Historique

Origine de la municipalité de Sainte-Ursule - Collaboration de Lucien Bellemare et Pierre Baril

Coin Principale et Saint-Louis Coin Principale et Saint-Louis, il y a bien longtemps!Au Québec, les cours d'eau sont souvent à l'origine du peuplement. En quittant les espaces riverains, on monte progressivement dans les terres.

Le territoire de Sainte-Ursule n'échappe pas à la règle. Dès le milieu du 19e siècle, il se détache résolument de Saint-Antoine-de-Padoue de la Rivière-du-Loup et de Saint-Joseph-de-Maskinongé, deux paroisses de notre région situées sur les rives du fleuve Saint-Laurent.

Malgré son peuplement déjà avancé, comment expliquer que le territoire de Sainte-Ursule tarde à devenir une paroisse? Comment expliquer que l'érection canonique date seulement de 1836, que l'érection civile ne fut promulguée qu'en 1840, que l'ouverture du registre paroissial, principal critère de l'autonomie d'une paroisse, ne date que de 1842 et que la municipalité ne débute officiellement qu'en 1855?

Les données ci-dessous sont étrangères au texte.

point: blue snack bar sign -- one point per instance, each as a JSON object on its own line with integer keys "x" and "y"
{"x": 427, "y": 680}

Historien originaire de notre municipalité, monsieur Lucien Bellemare fournit une explication de ce retard dans un document intitulé Historicité de l'église de Sainte-Ursule :

« Victime des hésitations de l'épiscopat face à la hardiesse du pouvoir civil anglais à revendiquer l'exclusivité de fonder de nouvelles paroisses en ce pays, la population déjà nombreuse établie sur le futur territoire de Sainte-Ursule dut attendre que le Parlement vote la Loi de 1832, pour sortir de la clandestinité, comme plus de cent futures paroisses catholiques le firent en 1835-1836 au Bas-Canada. Cette Loi, débattue et attendue depuis 30 ans, obligea les paroisses latentes à se manifester au grand jour, en demandant leur décret d'érection canonique, pour pouvoir obtenir leur décret d'érection civile, en prévision du Régime Municipal qui s'annonçait. Ce nouveau Régime implanté en 1855 allait supplanter le Régime seigneurial en vigueur jusque-là. »

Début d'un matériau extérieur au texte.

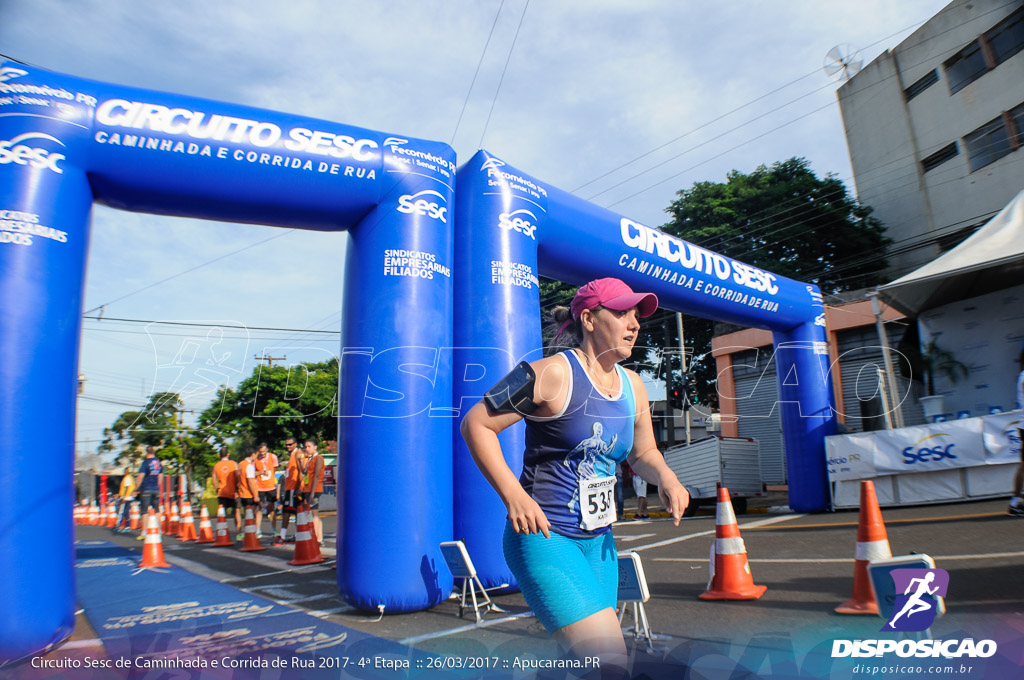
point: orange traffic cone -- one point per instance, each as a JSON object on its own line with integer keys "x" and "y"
{"x": 133, "y": 518}
{"x": 153, "y": 551}
{"x": 224, "y": 539}
{"x": 186, "y": 530}
{"x": 730, "y": 577}
{"x": 306, "y": 548}
{"x": 872, "y": 543}
{"x": 249, "y": 540}
{"x": 205, "y": 528}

Hier comme aujourd'hui, la goutte d'eau n'échappe pas à la mer. Au début du 19e siècle, l'évolution de notre territoire sera tributaire de celle de tout le Bas-Canada. En 1845, il y eu une première tentative d'instauration du régime municipal au Québec. Cette tentative s'avéra un échec : les élus municipaux n'avaient pas été initiés au fonctionnement de ce nouveau régime remplaçant le régime seigneurial. Et ce fut vite perçu comme une « machine à taxer ».

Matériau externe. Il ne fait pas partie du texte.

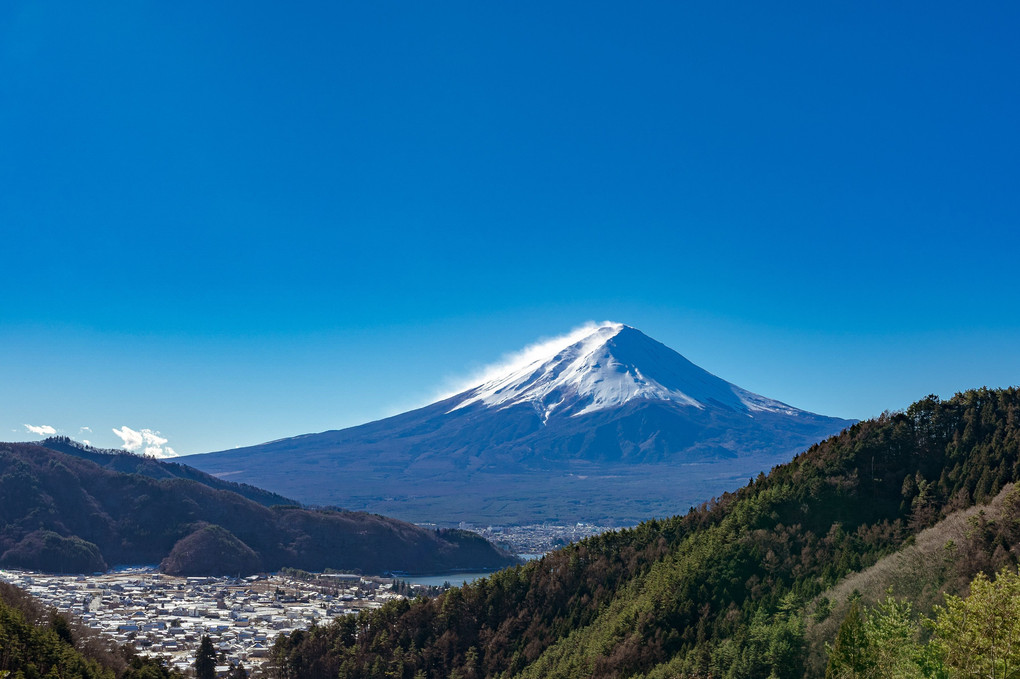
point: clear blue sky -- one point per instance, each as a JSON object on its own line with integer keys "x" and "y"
{"x": 236, "y": 221}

Pour suppléer à cette lacune, on instaura une première MRC (municipalité régionale de comté) dont le siège social fut fixé à Yamachiche. Le Bureau de direction fut formé d'un président et d'un responsable nommé par les membres de chacune des paroisses environnantes. Cette administration régionale dura jusqu'à l'implantation obligatoire du régime municipal en 1855.

Selon les procès-verbaux déposés dans la voute du bureau municipal, c'est en 1855 que monsieur François Lambert dirigea le premier Conseil municipal de Sainte-Ursule. Ainsi, la résistance des vaincus de 1760 fut récompensée par la condescendance des vainqueurs, nouveaux administrateurs du pays. Ne venait-on pas d'inventer un modèle qui perdure?

Sur le territoire de Sainte-Ursule, les premières maisons auraient été construites le long des chemins établis de part et d'autre de la Petite-Rivière-du-Loup (autrefois Rivière-aux-Frênes) : le rang de la Grande Carrière, celui de la Petite Carrière dans la Concession de Beaupré, celui de la Concession de Fontarabie et plus à l'ouest, à proximité de la rivière Maskinongé, le rang Crête-de-Coq (aujourd'hui rang des Chutes).